Richard McHugh, Charlie Anderson’s General Theory of Lying (Viking 2015)
Before the meeting: This book made me realise how little of my reading is just for the fun of it. It’s a comedy of manners set in the world of business consultants, bank executives and corporate CEOs after the financial crisis. The first chapter introduces Charlie Anderson, a brilliant consultant whose life is just as he’d want it: a wife who is the love of his life, three wonderful daughters, a girlfriend with no strings attached, and a belief in cheerful deceit that keeps it all working. We just know things are going to go terribly wrong. And they do.
Charlie runs foul of every one of these women, plus a couple more, to excellent comic effect. The domestic relationships are beautifully evoked: in particular, I feel as if I know each of the three daughters (and am glad I only have sons!). It’s quite an achievement that even though we are made privy to the long and not terribly profound meditations of Charlie and his wife the story zings along. None of the narrative threads lead to anything much: we never find out what happened in a crucial offstage incident; a situation that looks as if it’s going to lead to major catastrophe evaporates without explanation; some actions taken with a great sense of jeopardy have no consequences at all. Maybe the point is that self-deceivers like Charlie get off scot-free, but it felt to me that, apart from a single stinging wordless moment at the end of the chapter before the epilogue, there’s just no pay-off: like a detective story where foreshadowed crimes don’t happen, and confession to real crimes go unpunished.
It’s an enjoyable ride all the same.
The meeting: Richard McHugh came to our meeting – he’s a friend of one of us. He arrived late, which, as someone said, gave us a chance to get all our slagging-off out of the way so we could be civil to the man himself. In the event, there wasn’t any slagging off as such, and the conversation wasn’t painfully civil. We all had a good time, including Richard. He said the three weeks doing publicity since the book was published had been hard work, and it was a pleasure to sit with a group of men who’d actually read the book, especially given that the general wisdom is that it’s mostly women who read fiction. (We were silent about the man in the room who had only reached the halfway point.) I had a list of questions, which I’ll put in white so as not to foist spoilers on you:
- Did Anna know about Charlie’s philandering?
- What actually happened at the barbecue?
- Why didn’t anything come of Charlie’s confession to the police?
It may be Richard’s first published novel, but he wasn’t naive enough to answer the questions outright. He replied to all of them with ‘What do you think?’, but then spoke interestingly. In particular, it turned out that one of the questions had been explicitly answered in an earlier version of the book.
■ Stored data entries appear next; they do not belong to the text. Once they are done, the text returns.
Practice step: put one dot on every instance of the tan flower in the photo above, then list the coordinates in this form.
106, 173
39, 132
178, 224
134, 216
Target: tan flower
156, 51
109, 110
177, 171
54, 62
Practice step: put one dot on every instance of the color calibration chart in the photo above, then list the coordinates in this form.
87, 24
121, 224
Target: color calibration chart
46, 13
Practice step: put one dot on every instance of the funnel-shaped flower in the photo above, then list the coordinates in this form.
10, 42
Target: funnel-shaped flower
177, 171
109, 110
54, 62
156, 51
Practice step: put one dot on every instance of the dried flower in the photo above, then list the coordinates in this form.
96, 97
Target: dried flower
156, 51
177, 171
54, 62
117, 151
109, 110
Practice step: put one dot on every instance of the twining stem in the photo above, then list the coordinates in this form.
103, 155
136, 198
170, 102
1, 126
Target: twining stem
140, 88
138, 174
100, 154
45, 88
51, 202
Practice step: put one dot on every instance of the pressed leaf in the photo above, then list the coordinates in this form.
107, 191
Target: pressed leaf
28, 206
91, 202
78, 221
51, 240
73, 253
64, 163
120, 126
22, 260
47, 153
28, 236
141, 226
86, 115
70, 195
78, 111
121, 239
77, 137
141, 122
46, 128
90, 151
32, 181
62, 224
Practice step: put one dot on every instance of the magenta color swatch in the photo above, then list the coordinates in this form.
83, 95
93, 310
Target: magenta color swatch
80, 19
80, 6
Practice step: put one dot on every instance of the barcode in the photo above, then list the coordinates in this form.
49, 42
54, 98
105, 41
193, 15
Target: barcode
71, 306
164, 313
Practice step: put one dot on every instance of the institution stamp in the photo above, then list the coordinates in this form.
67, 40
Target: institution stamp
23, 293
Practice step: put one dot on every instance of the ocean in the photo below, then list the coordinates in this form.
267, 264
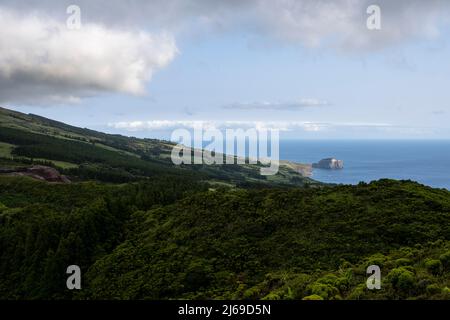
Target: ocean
427, 162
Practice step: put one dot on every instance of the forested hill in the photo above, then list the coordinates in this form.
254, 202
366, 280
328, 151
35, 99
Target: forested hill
84, 154
140, 228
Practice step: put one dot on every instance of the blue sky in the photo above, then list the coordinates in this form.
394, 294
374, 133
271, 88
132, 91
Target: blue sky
388, 87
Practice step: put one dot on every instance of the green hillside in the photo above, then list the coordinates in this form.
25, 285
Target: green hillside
85, 154
141, 228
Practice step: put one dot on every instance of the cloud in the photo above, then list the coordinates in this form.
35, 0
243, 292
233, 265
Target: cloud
42, 61
266, 105
164, 125
311, 23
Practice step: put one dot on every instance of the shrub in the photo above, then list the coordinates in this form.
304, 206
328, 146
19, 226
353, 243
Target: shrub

He told us what had been cut, and I think we all agreed that the novel worked better with those parts removed, but we were still glad to know the answer. Our own surmises had all been less interesting.
While I still feel the lack of pay-off is a frustrating element, my sense of the ending has changed. I had bought into the central character’s smug belief that he had come though the events of the novel unscathed, seeing the faint rumblings of disquiet around the edges as relatively insignificant. Now I think of it as more like the pleasant family gathering at the end of The Sopranos, where we know that men with machine guns are going to come out of the restaurant toilet and kill them all as soon as the show is over. Charlie doesn’t get his come-uppance in the novel, but the writing is on the wall.